Whisper transcription plus speaker diarization

## Model overview

The `speaker-transcription` model is a powerful AI system that combines speaker diarization and speech transcription capabilities. It was developed by Meronym, a creator on the Replicate platform. This model builds upon two main components: the `pyannote.audio` speaker diarization pipeline and OpenAI's `whisper` model for general-purpose English speech transcription.
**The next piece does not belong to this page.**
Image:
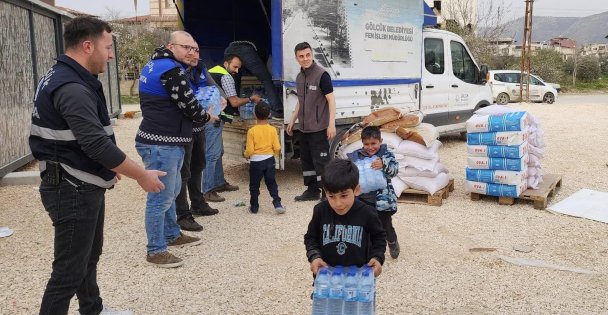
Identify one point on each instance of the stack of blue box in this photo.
(497, 162)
The `speaker-transcription` model outperforms similar models like [whisper-diarization](https://aimodels.fyi/models/replicate/whisper-diarization-thomasmol) and [whisperx](https://aimodels.fyi/models/replicate/whisperx-daanelson) by providing more accurate speaker segmentation and identification, as well as high-quality transcription. It can be particularly useful for tasks that require both speaker information and verbatim transcripts, such as interview analysis, podcast processing, or meeting recordings.
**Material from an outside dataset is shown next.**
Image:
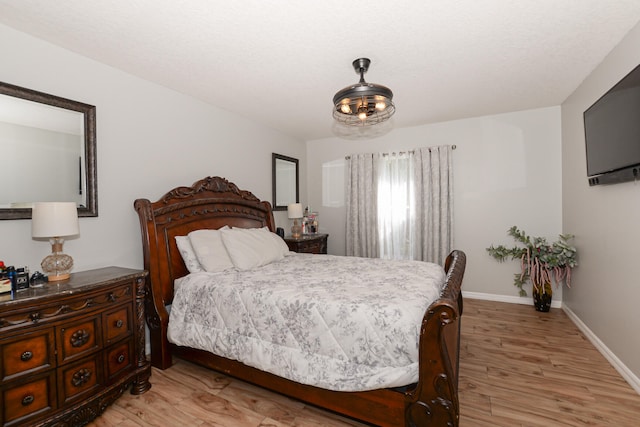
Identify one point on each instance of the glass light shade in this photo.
(55, 220)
## Model inputs and outputs

The `speaker-transcription` model takes an audio file as input and can optionally accept a prompt string to guide the transcription. The model outputs a JSON file containing the transcribed segments, with each segment associated with a speaker label and timestamps.

### Inputs
- **Audio**: An audio file in a supported format, such as MP3, AAC, FLAC, OGG, OPUS, or WAV.
- **Prompt (optional)**: A text prompt that can be used to provide additional context for the transcription.

### Outputs
- **JSON file**: A JSON file with the following structure:
  - `segments`: A list of transcribed segments, each with a `speaker` label, `start` and `stop` timestamps, and the segment `transcript`.
  - `speakers`: Information about the detected speakers, including the total `count`, `labels` for each speaker, and `embeddings` (a vector representation of each speaker's voice).

## Capabilities

The `speaker-transcription` model excels at accurately identifying and labeling different speakers within an audio recording, while also providing high-quality transcripts of the spoken content. This makes it a valuable tool for a variety of applications, such as interview analysis, podcast processing, or meeting recordings.

## What can I use it for?

The `speaker-transcription` model can be used for data augmentation and segmentation tasks, where the speaker information and timestamps can be used to improve the accuracy and effectiveness of transcription and captioning models. Additionally, the speaker embeddings generated by the model can be used for speaker recognition, allowing you to match voice profiles against a database of known speakers.

## Things to try

One interesting aspect of the `speaker-transcription` model is the ability to use a prompt to guide the transcription. By providing additional context about the topic or subject matter, you can potentially improve the accuracy and relevance of the transcripts. Try experimenting with different prompts to see how they affect the output.

Another useful feature is the generation of speaker embeddings, which can be used for speaker recognition and identification tasks. Consider exploring ways to leverage these embeddings, such as building a speaker verification system or clustering speakers in large audio datasets.